Elle restait debout, et le regardait avec un sourire de mépris, en attendant que le valet sortit.

— Qu’est-ce encore ? Qu’avez-vous fait, je vous le demande ? prononça-t-elle sévèrement.

— Moi ? Quoi, moi ? — dit Pierre.

— Ah ! on veut se montrer brave ! Eh bien, répondez, que signifie ce duel ? Qu’avez-vous voulu prouver ainsi ? Quoi, je vous le demande ? Pierre se renversait lourdement sur le divan, ouvrait la bouche et ne pouvait répondre.

— Si vous ne répondez pas, alors moi je vous le dirai, continua Hélène. Vous croyez tout ce qu’on vous dit. On vous a dit… — elle riait — que Dolokhov est mon amant (dit-elle en français en appuyant grossièrement sur le mot amant), et vous l’avez cru. Eh bien, qu’avez-vous prouvé par cela ? qu’avez-vous prouvé par ce duel ? Que vous êtes un sot. Tout le monde le sait. À quoi mènera tout cela ? C’est que je deviens le sujet de raillerie de tout Moscou, que chacun dira que vous, étant ivre, avez provoqué en duel un homme dont vous n’aviez aucune raison d’être jaloux — Hélène haussait la voix de plus en plus et s’animait — et qui est mieux que vous sous tous les rapports…

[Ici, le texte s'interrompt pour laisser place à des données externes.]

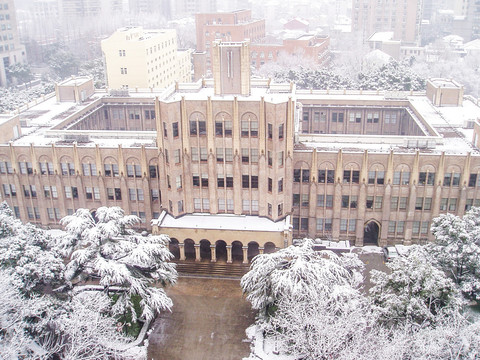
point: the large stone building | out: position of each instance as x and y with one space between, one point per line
225 166
145 59
404 18
11 50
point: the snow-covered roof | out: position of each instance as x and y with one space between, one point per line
221 222
377 56
382 36
472 45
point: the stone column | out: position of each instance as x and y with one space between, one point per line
182 251
245 254
229 254
214 253
197 252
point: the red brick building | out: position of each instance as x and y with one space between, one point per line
306 46
229 26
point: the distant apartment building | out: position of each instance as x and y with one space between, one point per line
11 50
185 8
314 47
402 17
229 26
135 57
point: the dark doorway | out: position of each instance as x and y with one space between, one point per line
370 233
189 247
269 248
252 250
205 250
237 251
221 250
174 248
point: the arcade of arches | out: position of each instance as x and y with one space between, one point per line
220 250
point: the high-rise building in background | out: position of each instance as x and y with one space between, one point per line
11 50
232 26
184 8
135 57
404 18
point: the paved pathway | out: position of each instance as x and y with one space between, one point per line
208 321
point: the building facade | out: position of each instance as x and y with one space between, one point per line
308 46
232 26
231 163
11 50
402 17
145 59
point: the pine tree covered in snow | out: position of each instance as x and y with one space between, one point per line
457 249
415 291
47 311
300 272
105 247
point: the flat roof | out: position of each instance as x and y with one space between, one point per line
445 128
221 222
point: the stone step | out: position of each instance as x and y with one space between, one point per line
211 269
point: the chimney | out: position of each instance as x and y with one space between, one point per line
231 68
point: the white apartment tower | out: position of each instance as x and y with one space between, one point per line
11 50
145 59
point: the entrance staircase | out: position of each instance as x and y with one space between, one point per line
209 269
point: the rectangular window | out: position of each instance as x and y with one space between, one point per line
175 129
203 154
228 155
394 203
326 176
304 224
221 204
176 156
197 204
245 157
472 181
296 199
206 204
254 156
305 200
452 204
204 180
378 202
424 228
391 227
245 181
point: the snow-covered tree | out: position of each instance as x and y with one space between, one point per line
27 252
46 311
106 248
414 291
298 271
457 249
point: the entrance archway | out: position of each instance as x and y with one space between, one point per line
269 248
252 250
370 233
237 251
189 247
174 248
205 250
221 250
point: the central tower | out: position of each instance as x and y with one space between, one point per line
231 68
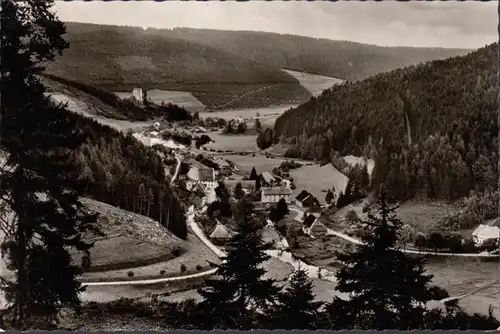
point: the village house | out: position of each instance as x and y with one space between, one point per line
485 232
221 232
274 194
267 179
205 176
247 185
306 200
138 94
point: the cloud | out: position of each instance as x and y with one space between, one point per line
436 24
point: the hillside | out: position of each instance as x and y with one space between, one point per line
450 110
121 58
340 59
122 172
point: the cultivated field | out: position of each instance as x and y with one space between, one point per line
315 179
196 254
235 143
315 84
255 112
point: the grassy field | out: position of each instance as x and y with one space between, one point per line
196 254
315 179
315 84
235 143
130 240
132 57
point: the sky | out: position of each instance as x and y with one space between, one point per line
449 24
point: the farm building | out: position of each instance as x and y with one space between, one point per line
138 94
274 194
205 176
247 185
306 200
485 232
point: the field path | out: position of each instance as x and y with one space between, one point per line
346 237
221 106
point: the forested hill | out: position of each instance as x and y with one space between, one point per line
122 172
118 57
340 59
451 108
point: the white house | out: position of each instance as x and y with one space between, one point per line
485 232
274 194
205 176
221 232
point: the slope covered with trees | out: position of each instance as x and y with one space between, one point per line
340 59
431 128
122 172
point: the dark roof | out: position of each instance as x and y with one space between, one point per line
302 195
276 191
244 183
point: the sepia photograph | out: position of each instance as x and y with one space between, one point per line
271 165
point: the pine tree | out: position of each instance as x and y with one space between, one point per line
253 174
297 308
387 289
37 183
240 296
238 191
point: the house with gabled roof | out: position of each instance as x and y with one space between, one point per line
307 200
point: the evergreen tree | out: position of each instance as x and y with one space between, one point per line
387 289
297 308
37 183
238 191
282 208
240 296
329 196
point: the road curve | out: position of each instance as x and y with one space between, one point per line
179 161
410 251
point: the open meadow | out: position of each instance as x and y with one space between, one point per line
317 179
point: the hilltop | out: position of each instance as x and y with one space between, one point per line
340 59
120 58
431 128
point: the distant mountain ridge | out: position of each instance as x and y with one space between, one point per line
222 69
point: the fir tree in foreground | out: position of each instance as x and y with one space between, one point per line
36 182
388 290
297 308
240 296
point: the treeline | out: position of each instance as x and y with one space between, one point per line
129 109
122 172
339 59
378 288
157 60
431 129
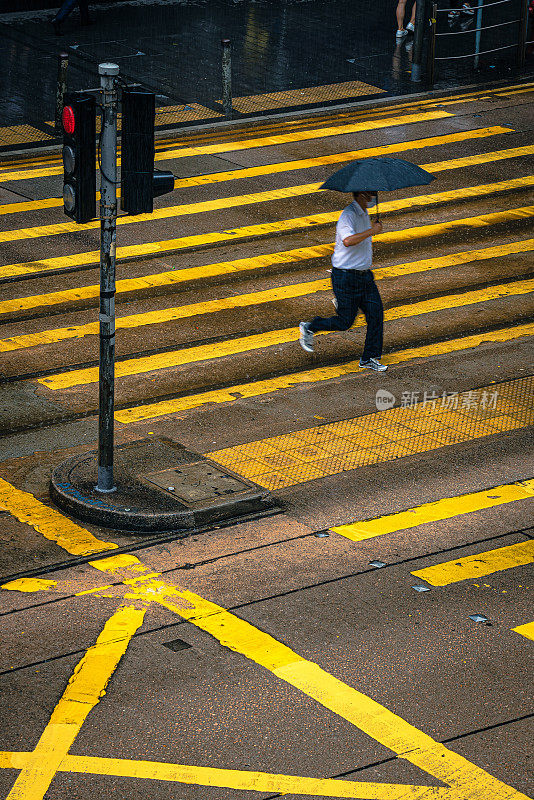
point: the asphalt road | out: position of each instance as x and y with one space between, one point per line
372 640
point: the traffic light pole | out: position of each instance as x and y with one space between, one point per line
108 217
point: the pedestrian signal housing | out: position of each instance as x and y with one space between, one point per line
79 152
140 182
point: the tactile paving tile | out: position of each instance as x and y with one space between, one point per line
301 456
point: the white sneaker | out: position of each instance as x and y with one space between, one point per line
306 337
374 364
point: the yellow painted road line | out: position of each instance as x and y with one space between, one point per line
189 355
462 569
84 691
446 508
419 105
258 388
46 265
307 163
526 630
247 144
244 780
170 277
237 201
302 136
481 158
53 525
467 781
258 298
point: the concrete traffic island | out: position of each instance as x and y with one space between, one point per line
160 486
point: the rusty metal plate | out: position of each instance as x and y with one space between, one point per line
198 482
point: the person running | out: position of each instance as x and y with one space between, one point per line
353 282
401 12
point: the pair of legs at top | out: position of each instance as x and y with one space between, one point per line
66 7
353 289
401 13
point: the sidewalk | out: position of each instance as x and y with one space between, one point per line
284 56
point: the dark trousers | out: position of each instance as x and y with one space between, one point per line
355 289
67 7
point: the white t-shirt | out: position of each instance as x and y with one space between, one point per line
353 220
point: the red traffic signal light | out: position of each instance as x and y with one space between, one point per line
68 119
79 156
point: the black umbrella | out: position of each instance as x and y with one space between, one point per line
377 175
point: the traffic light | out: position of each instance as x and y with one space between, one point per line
140 182
79 153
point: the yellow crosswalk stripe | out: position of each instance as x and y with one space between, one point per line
247 144
167 360
302 190
268 386
480 158
249 299
446 508
307 163
170 277
526 630
462 569
385 110
255 231
243 780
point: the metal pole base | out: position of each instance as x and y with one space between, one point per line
105 480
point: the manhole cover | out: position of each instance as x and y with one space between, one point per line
197 483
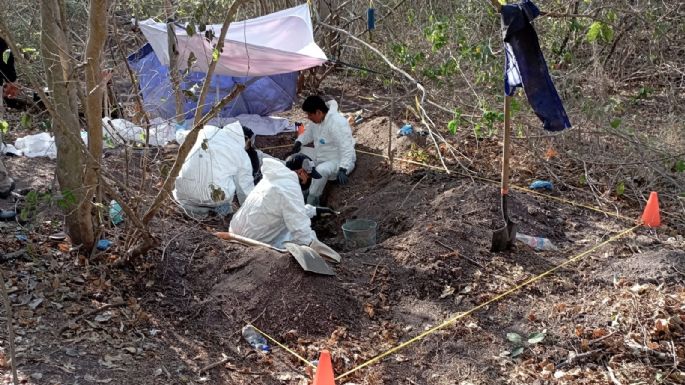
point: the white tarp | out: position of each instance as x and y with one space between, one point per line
277 43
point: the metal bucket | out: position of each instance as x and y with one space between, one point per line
360 232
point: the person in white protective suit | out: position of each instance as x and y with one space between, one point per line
275 212
216 169
333 144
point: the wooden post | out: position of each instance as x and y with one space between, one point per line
390 120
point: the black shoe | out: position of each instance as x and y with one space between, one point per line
6 193
7 215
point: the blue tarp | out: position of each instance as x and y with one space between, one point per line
267 95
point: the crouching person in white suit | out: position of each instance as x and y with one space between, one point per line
333 144
216 169
275 212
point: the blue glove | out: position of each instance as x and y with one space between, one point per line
296 148
342 176
406 130
541 185
321 211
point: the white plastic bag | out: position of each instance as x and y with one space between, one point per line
37 145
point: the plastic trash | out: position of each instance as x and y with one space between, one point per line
537 243
37 145
116 213
541 185
406 130
104 244
255 339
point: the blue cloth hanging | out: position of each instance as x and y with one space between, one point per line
371 18
525 65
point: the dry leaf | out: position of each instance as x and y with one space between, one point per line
661 325
579 331
551 153
599 332
653 345
368 308
447 291
104 317
584 345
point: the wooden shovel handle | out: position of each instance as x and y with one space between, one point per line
506 151
244 240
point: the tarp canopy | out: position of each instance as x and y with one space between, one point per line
272 47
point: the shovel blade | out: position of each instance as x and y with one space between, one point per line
309 259
503 239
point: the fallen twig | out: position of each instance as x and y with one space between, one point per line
214 365
10 328
231 368
13 255
373 276
612 376
87 314
660 355
577 357
456 252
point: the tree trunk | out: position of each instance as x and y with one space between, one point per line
56 51
95 87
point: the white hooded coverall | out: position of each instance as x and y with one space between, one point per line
333 147
274 212
217 161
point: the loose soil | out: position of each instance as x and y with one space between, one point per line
182 307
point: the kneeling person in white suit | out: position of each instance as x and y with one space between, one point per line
275 212
216 169
333 144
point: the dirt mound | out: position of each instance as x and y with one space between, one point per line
271 290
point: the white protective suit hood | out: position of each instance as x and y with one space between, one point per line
274 212
217 160
332 138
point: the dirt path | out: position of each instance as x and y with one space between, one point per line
618 310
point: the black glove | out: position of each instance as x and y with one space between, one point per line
324 210
342 176
296 148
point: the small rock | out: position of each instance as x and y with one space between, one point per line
645 240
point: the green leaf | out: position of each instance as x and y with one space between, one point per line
534 338
452 126
599 32
679 165
514 337
582 180
26 121
190 29
517 352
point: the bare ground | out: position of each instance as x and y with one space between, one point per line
617 312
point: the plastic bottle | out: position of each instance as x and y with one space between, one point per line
255 339
116 213
537 243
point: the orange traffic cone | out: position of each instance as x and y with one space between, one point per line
651 216
324 372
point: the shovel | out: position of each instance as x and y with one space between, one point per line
307 257
503 238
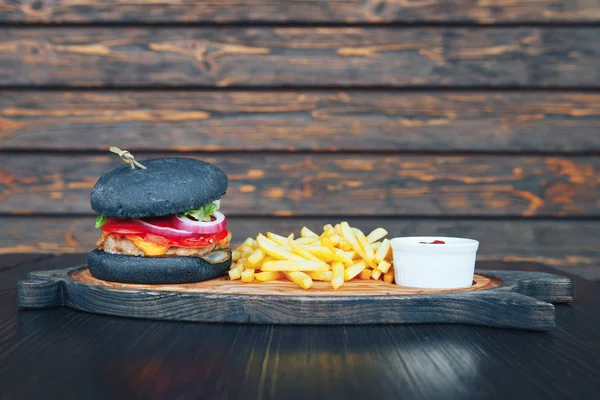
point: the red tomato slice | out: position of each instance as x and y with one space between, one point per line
200 241
126 227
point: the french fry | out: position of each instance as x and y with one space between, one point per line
369 254
247 275
322 252
302 252
345 257
320 275
388 277
353 270
383 250
305 232
268 276
349 235
341 256
270 248
300 279
329 231
234 274
246 249
280 240
376 274
376 234
365 274
249 242
384 266
307 240
254 258
295 265
334 239
344 245
337 229
337 275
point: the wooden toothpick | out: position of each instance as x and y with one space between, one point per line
126 156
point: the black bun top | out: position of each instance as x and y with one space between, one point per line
169 185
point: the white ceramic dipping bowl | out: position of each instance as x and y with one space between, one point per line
434 266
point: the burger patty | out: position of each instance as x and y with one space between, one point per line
115 243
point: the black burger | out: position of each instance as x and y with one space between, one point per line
161 224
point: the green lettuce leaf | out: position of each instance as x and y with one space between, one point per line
101 220
203 213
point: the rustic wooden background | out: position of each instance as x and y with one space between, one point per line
451 117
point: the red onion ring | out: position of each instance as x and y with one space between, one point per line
164 230
191 225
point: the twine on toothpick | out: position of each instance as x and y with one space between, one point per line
126 156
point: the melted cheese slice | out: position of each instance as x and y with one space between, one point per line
149 248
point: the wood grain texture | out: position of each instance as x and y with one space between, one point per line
399 57
347 11
561 244
301 120
157 359
506 308
335 184
356 287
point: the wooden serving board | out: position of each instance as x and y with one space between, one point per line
505 299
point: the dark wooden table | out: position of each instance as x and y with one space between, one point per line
65 354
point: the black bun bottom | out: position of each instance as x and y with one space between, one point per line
148 270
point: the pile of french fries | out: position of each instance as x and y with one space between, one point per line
341 253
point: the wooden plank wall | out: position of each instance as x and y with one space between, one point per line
449 117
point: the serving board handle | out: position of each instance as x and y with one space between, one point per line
40 293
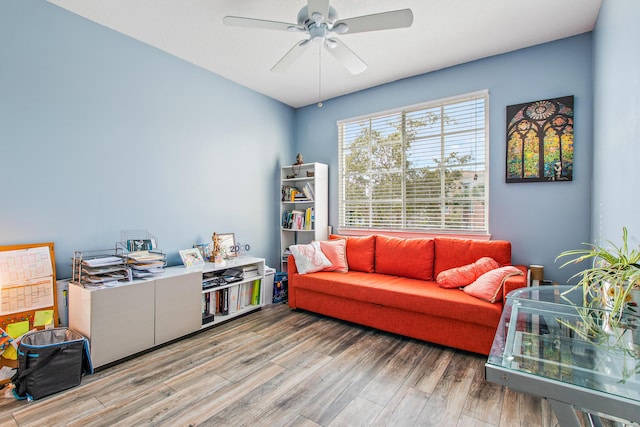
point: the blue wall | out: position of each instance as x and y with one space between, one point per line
540 219
616 123
101 133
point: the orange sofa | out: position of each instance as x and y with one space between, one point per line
391 285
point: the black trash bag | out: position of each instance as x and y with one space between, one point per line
50 361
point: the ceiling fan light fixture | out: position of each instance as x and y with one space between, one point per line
317 17
340 28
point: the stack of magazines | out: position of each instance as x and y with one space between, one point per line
146 263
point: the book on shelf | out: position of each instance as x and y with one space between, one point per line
298 219
233 298
309 191
255 292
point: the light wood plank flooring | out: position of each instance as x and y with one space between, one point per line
279 367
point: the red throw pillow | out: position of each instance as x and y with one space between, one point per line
360 252
488 287
336 252
459 277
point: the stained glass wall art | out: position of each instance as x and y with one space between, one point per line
540 141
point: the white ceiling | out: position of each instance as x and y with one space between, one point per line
444 33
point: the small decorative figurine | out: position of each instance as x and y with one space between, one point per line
216 253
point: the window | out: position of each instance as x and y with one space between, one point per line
421 168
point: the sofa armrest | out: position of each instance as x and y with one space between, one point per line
515 282
292 268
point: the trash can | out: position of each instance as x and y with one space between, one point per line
50 361
280 285
268 284
62 288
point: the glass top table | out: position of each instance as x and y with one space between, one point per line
549 345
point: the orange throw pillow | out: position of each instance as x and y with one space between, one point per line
336 252
488 287
360 252
459 277
405 257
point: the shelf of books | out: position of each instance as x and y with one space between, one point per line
304 209
231 289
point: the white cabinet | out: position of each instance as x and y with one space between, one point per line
118 321
132 317
177 305
304 218
237 298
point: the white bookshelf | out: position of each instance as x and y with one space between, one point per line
297 176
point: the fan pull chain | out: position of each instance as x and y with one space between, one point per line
319 75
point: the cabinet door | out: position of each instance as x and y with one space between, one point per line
121 321
178 306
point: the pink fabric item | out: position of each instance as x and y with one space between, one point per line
309 258
336 252
488 286
462 276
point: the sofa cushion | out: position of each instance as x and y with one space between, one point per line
360 252
488 287
412 258
402 293
309 258
336 252
452 252
459 277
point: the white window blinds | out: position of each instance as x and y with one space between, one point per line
421 168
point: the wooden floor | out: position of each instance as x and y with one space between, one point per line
279 367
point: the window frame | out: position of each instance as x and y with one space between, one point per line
482 232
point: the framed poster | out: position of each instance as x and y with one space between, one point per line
540 141
191 257
228 245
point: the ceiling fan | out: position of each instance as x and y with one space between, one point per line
320 21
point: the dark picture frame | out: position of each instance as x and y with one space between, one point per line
540 141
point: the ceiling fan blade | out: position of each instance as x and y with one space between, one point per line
378 21
318 6
238 21
290 57
346 56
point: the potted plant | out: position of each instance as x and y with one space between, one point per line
610 287
613 279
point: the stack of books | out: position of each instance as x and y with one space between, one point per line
249 271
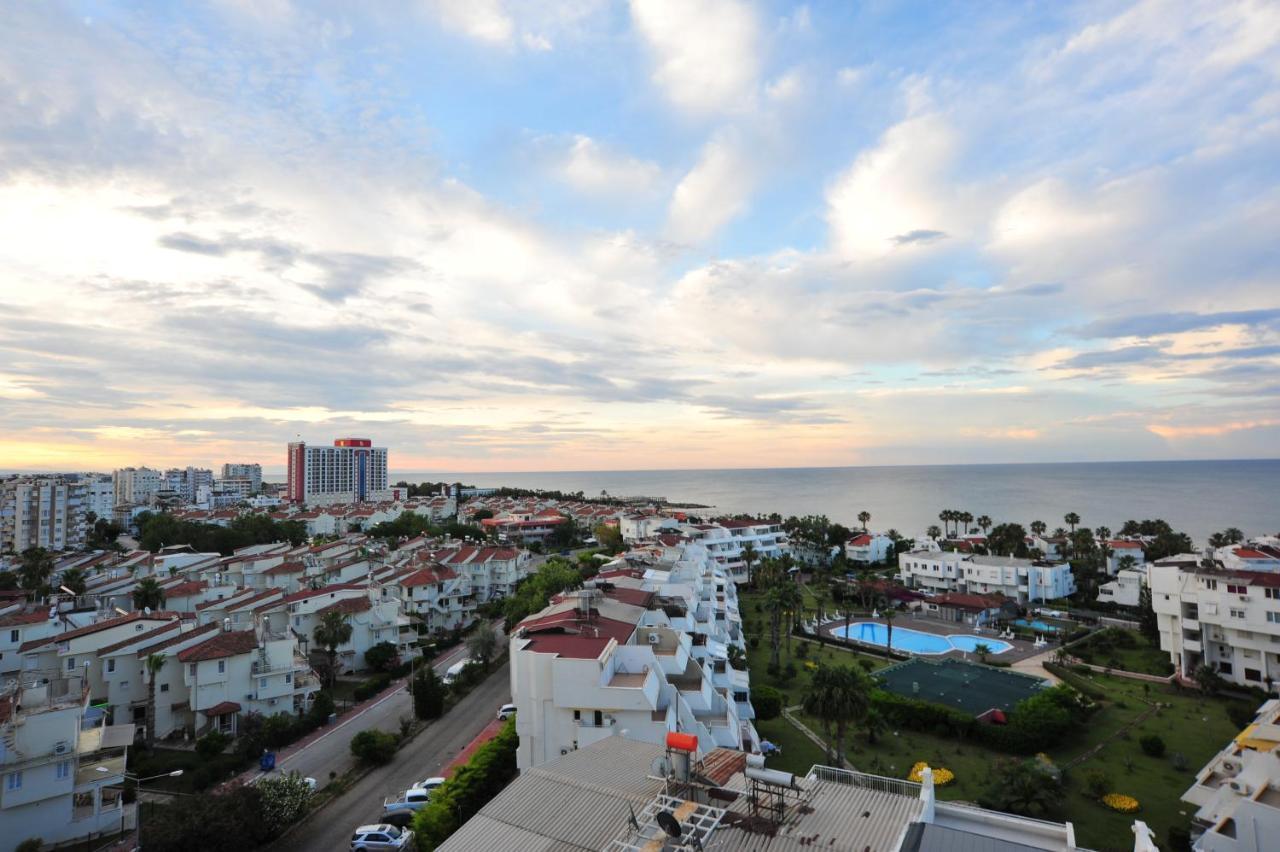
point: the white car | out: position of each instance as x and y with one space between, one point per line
380 837
430 783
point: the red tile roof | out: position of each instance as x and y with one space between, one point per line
224 644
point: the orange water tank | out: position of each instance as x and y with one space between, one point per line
682 741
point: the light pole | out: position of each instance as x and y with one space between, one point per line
137 783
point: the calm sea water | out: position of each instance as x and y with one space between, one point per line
1197 498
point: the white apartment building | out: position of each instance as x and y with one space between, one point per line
63 770
1125 589
41 512
135 485
725 541
1225 619
351 471
245 471
1022 580
1237 793
636 650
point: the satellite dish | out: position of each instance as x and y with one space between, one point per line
668 824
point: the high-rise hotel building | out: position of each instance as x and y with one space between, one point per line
350 471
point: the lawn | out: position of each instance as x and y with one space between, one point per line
1191 724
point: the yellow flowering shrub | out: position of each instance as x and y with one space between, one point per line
941 777
1120 802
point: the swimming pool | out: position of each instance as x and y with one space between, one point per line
918 642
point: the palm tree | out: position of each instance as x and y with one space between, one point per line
483 644
333 630
839 696
147 594
76 580
155 663
749 555
888 615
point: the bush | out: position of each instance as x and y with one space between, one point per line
374 747
211 745
1152 746
767 702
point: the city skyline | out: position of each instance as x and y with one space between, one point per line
639 236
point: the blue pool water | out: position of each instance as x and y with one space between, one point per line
1037 624
917 642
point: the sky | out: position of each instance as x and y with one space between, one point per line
590 234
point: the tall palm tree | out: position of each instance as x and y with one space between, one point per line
333 630
147 594
749 557
839 696
155 663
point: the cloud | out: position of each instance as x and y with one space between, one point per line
705 51
592 169
713 192
1146 325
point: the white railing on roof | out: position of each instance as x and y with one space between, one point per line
895 786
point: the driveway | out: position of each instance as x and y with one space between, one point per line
426 755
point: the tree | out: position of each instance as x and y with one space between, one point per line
333 631
429 692
749 555
74 580
483 644
839 696
155 664
149 594
33 571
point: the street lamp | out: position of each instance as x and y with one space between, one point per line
137 782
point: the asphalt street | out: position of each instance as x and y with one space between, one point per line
426 755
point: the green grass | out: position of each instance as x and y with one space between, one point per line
1194 725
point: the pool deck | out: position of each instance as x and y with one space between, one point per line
1022 650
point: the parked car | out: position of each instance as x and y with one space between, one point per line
383 836
411 800
430 783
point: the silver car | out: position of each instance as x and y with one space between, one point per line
382 836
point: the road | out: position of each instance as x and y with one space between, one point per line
426 755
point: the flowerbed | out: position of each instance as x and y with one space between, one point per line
941 777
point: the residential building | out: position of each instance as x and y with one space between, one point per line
245 471
867 549
643 647
1125 589
41 512
63 766
1020 580
1217 617
1237 793
351 471
609 796
136 485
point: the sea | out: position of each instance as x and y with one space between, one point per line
1197 498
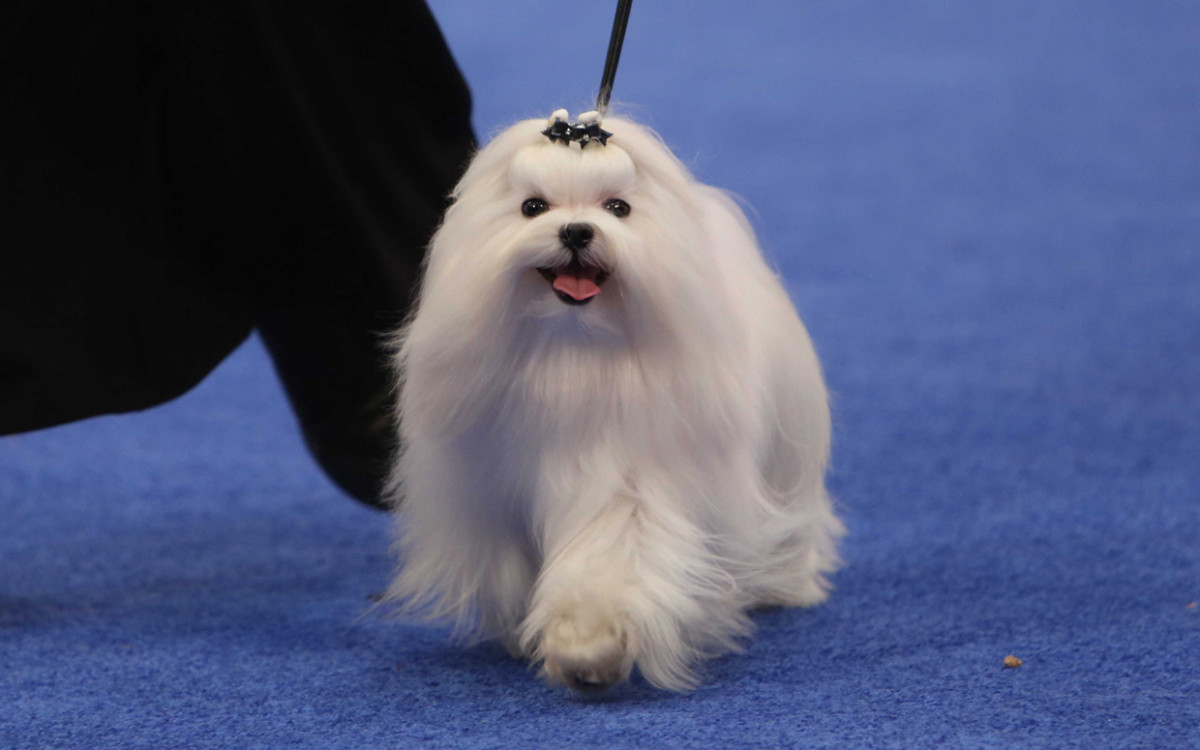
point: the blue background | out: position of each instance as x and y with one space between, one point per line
989 215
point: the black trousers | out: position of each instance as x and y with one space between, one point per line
177 174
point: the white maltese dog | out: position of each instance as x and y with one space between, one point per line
613 424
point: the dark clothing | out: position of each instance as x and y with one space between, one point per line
175 174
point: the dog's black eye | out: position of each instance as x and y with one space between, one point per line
533 207
617 207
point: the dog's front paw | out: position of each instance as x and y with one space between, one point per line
586 651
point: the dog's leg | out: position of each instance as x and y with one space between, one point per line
630 586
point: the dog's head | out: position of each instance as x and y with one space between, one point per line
600 239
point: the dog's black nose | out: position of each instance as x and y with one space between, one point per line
575 237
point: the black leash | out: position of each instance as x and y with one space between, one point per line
615 43
588 129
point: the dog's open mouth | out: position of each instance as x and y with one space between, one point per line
575 283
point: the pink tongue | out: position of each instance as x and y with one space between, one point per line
576 287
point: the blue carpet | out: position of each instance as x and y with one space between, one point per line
989 215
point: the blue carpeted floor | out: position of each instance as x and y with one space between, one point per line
989 214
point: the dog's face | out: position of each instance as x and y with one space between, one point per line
600 239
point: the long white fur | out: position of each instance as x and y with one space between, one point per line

— Hum ! hum ! toussotait Pierre en fronçant les sourcils, sans regarder sa femme et sans se mouvoir.

— Pourquoi, pourquoi l’avez-vous cru mon amant ? Pourquoi ? Parce que j’aime sa société ? Si vous étiez plus intelligent et plus agréable, je préférerais la vôtre.

— Ne me parlez pas… je vous en prie… — murmura Pierre d’une voix rauque.

— Pourquoi ne parlerais-je pas ? Je peux dire et dirai hautement qu’il y a peu de femmes qui, avec un mari tel que vous, ne prendraient pas d’amant, et moi je ne l’ai pas fait.

Pierre voulait parler ; il la regarda avec des yeux étranges dont elle ne comprit pas l’expression, et de nouveau se recoucha.

En ce moment il souffrait physiquement. Sa poitrine était oppressée, il ne pouvait respirer. Il savait qu’il lui fallait faire quelque chose pour mettre fin à cette souffrance, mais ce qu’il voulait faire était trop terrible.

— Il vaut mieux nous séparer, prononça-t-il d une voix suffocante.

— Si vous voulez, à la condition que vous me donniez la fortune, dit Hélène. — Nous séparer, c’est avec quoi vous pensez m’effrayer !

Pierre bondit du divan, et, en chancelant, il s’élança vers elle.

— Je te tuerai ! s’écria-t-il en arrachant, avec une force qu’elle ne lui supposait pas, le dessus de marbre de la table qu’il souleva en faisant un pas vers elle.

Le visage d’Hélène devint terrible. Elle poussa un cri et fit un bond en arrière : la race de son père se montrait en lui. Pierre sentait l’entraînement et le charme de la fureur. Il jeta la plaque de marbre qui se brisa et, les bras tendus, il s’approcha d’elle et lui cria : « Sortez ! » d’une voix si terrible que toute la maison, avec effroi, entendit ce cri. Dieu sait ce qu’aurait fait Pierre si Hélène ne s’était enfuie de la chambre.

Une semaine plus tard Pierre remit à sa femme une procuration pour régir toutes ses terres de Grande-Russie, ce qui représentait la plus grosse moitié de sa fortune, et il partit seul à Pétersbourg.